Here are some helpfulnesses:

- A node/arc database can handle multiple-value and no-value relationships just as easily as single-value relationships. Multiple-value relationships are 90% of the interesting structure of data, yet they're basically the bane of relational-database usability, and RDF only handles them if you don't care what order they go in or how easy it is to find out what they all are. No-value relationships are painful in relational databases, and inexpressible in RDF.

- In a node/arc database you can make data-model modifications without touching any node whose data is not actually involved. The model does not determine the storage. In relational databases the model is the storage. Unless you already consider yourself a "working ontologist" you don't want to know what it takes to express a model in (actually for, because you can't do it in) RDF. Real models change all the time, so this can't be a half-assed after-thought.

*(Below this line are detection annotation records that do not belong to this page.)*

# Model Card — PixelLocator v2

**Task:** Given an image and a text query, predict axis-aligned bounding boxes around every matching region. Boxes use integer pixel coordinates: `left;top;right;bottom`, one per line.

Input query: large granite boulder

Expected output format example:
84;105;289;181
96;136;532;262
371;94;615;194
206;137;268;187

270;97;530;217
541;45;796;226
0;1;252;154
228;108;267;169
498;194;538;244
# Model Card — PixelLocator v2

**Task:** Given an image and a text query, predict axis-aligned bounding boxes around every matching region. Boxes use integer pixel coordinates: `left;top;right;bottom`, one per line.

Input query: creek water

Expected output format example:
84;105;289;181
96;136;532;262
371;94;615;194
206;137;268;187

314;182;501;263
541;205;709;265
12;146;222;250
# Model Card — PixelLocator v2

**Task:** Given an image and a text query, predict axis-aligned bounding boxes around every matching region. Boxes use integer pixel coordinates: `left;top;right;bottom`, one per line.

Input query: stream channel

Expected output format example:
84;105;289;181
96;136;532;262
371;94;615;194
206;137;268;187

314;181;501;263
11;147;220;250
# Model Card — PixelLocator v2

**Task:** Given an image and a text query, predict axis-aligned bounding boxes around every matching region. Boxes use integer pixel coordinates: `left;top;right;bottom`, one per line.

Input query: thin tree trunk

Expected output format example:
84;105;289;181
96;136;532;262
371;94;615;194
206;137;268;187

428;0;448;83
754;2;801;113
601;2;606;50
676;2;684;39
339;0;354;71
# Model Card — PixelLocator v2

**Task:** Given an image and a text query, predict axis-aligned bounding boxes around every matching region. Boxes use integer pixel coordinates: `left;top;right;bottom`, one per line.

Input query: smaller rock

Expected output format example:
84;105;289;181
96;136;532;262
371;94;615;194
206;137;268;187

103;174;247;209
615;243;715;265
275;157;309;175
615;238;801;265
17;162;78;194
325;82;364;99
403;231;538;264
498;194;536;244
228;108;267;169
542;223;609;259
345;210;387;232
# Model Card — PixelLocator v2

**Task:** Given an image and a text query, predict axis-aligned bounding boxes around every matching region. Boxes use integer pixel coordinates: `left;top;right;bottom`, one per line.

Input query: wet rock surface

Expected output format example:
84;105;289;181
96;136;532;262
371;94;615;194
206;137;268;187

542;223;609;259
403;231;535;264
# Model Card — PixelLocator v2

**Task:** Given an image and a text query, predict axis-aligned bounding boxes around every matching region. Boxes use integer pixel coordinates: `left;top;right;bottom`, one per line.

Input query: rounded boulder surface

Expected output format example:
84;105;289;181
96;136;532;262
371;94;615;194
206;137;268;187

- In a node/arc database you can look at any data from the perspective of any other data. There's no "top", there's just "outward from here". In a relational database your tables and indexes limit your perspectives. In RDF there's no "top", but neither is there any "here"; all you can do is scan assertions until your patience runs out, looking for ones that say something else somethings this, or this somethings something else. Being able to stand anywhere and look in any direction is the difference between exploration and a zoo, and thus between discovery and watching an okapi crap.

- A node/arc data structure can be browsed. Relational tables and RDF can mostly only be searched, and browsing is a UI illusion built on top of searching. But browsing, wandering, connecting, following, compiling, discarding: these are how humans organize and comprehend information, and we deserve a database in which those are the cheapest and sturdiest building blocks, not the most expensive and fragile fabrications.

- In a node/arc database with a path-based query language, human browsing can be used as machine training, and human questions can be formulated for machine processing in structurally the same way they would be stated for human evaluation. We think in contexts and connections, not in subgraph matching or index inversion. We do not start every inquiry with a list of all the universe's truths. We start somewhere, and follow paths. We need to be able to send our questions down these paths, down all the paths at once, and have them come back with their own answers.

The project I'm working on has a database system like I describe, and a data-model that's more usable than RDF, and a path-based query-language I wrote that's better than SPARQL. I want this thing to exist. I think we need it to exist. I'd rather it already existed, and if somebody else comes out with one tomorrow that's at least as good as mine, I'll be totally thrilled to use that instead. Mine isn't going to come out tomorrow. I don't know when it will. I don't know who will be totally thrilled, the day mine comes out, to use that one instead of the one they were working on.

But I know these small improvements matter. Information matters, and understanding matters, and the tools for getting from one to the other matter. I think our ability to make use of information is part of how we are going to survive on Earth. So this, for the moment, is what I'm trying to do for us.